她那张常年面瘫的脸上,终于出现了一丝波动。
那是困惑。
她看了看手中的铁锹。
上面的铁皮已经凹陷下去一大块,中间还有一个清晰的小脑门印记。
又看了看落在地上,毫发无损,甚至还在揉着脑袋傻笑的林念。
“这娃儿……”
“脑壳好硬。
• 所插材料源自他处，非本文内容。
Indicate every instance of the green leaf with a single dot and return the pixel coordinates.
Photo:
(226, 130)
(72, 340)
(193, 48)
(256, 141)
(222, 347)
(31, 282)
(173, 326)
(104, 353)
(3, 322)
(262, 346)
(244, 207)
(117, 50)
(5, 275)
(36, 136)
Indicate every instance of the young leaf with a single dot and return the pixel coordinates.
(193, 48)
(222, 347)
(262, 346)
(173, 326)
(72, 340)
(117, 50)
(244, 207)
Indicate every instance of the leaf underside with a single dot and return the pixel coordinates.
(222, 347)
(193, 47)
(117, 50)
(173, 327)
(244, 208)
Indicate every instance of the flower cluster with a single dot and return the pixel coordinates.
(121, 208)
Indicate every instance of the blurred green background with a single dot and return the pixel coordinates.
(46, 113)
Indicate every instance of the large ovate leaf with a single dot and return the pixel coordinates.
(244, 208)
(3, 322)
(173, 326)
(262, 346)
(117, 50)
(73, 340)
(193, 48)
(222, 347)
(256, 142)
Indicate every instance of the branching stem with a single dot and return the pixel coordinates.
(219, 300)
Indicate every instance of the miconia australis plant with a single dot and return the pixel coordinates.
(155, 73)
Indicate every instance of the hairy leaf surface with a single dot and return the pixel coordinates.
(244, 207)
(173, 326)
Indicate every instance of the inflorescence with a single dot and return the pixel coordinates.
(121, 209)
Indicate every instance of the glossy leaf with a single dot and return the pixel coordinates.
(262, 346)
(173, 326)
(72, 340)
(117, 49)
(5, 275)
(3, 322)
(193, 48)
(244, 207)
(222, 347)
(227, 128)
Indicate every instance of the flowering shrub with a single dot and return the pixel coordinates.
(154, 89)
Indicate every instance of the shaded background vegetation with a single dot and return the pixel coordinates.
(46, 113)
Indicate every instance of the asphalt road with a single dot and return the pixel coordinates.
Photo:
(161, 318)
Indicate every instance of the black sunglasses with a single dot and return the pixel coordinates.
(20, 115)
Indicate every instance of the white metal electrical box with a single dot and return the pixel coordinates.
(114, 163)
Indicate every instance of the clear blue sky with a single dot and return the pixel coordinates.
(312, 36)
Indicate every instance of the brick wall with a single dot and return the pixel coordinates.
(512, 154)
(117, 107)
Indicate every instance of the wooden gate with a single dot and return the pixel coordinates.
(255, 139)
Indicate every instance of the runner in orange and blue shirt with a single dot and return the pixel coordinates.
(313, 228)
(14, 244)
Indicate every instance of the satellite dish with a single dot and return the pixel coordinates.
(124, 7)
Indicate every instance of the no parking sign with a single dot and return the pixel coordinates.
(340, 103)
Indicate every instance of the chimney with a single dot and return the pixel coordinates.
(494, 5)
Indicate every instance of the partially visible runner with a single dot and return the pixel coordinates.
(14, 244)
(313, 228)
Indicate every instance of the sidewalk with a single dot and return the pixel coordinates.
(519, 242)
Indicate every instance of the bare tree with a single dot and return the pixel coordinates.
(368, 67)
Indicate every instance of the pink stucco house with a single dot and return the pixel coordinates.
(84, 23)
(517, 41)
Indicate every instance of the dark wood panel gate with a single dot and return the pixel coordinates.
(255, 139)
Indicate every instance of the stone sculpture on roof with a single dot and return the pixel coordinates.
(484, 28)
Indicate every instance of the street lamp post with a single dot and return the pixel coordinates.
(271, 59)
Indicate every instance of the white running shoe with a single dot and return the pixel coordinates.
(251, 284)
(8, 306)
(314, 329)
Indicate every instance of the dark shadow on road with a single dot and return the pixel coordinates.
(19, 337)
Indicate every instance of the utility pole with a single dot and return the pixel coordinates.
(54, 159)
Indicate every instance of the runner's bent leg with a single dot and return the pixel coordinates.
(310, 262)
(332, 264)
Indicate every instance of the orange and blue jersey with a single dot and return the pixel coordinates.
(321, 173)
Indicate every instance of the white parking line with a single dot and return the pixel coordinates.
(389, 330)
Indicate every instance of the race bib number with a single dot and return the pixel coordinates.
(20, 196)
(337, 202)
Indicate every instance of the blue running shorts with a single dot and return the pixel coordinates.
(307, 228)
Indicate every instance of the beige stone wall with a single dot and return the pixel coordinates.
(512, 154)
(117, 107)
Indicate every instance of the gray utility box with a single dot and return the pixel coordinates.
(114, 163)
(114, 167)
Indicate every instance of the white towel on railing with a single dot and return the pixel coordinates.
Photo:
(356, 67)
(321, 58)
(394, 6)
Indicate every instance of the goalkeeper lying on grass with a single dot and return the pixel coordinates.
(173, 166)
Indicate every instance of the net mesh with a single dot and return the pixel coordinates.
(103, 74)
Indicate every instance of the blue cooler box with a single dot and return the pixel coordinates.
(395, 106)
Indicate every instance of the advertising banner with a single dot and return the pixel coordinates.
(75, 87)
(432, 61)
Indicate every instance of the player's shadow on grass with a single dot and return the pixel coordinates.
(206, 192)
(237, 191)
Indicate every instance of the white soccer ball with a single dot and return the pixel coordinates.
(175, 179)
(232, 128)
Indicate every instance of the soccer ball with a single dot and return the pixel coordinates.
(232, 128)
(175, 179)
”
女人给出了一个非常中肯的评价。
“还要玩!”
林念似乎找到了新玩具。
她咧开嘴,露出两排洁白的小米牙,再次扑了上去。
这一次。
她张开了嘴。
目标不是铁锹面,而是铁锹的边缘。
女人本能地察觉到了危险。
那是野兽对于天敌的直觉。
她身体向后一仰,做出了一个违背人体力学的下腰动作,堪堪避开了林念的一咬。
咔嚓。
空气中传来一声脆响。
林念咬空了。
但她面前的空间,却出现了一道细微的黑色裂纹。
那是空间被牙齿咬碎的声音。
女人的瞳孔微微收缩。
她手中的铁锹舞得更快了。
不再是单纯的拍击。
而是某种古怪且毫无章法的招式。
“阿威十八式!”
“全活不打折!”
铁锹在她手中仿佛有了生命,时而如毒蛇吐信,时而如泰山压顶。
招招不离下三路。
猥琐。
且实用。
然而。
面对这种毫无底线的打法,林念却显得更加兴奋。
她根本不防御。
任由铁锹拍在身上。
那足以开山裂石的力量打在她身上,就像是给气球挠痒痒。
反而。
只要铁锹靠近她的嘴边。
咔嚓!
就是一口。
不到半分钟。
那把原本威风凛凛的铁锹,就被林念咬得坑坑洼洼,边缘全是牙印,像是一把被老鼠啃过的锯子。
“呸。”
林念吐出一块生锈的铁皮。
“有点涩。”
“没刚才那个手指头好吃。”
她有些嫌弃地擦了擦嘴。
女人停下了动作。
她看着手中只剩半截的铁锹杆,陷入了沉思。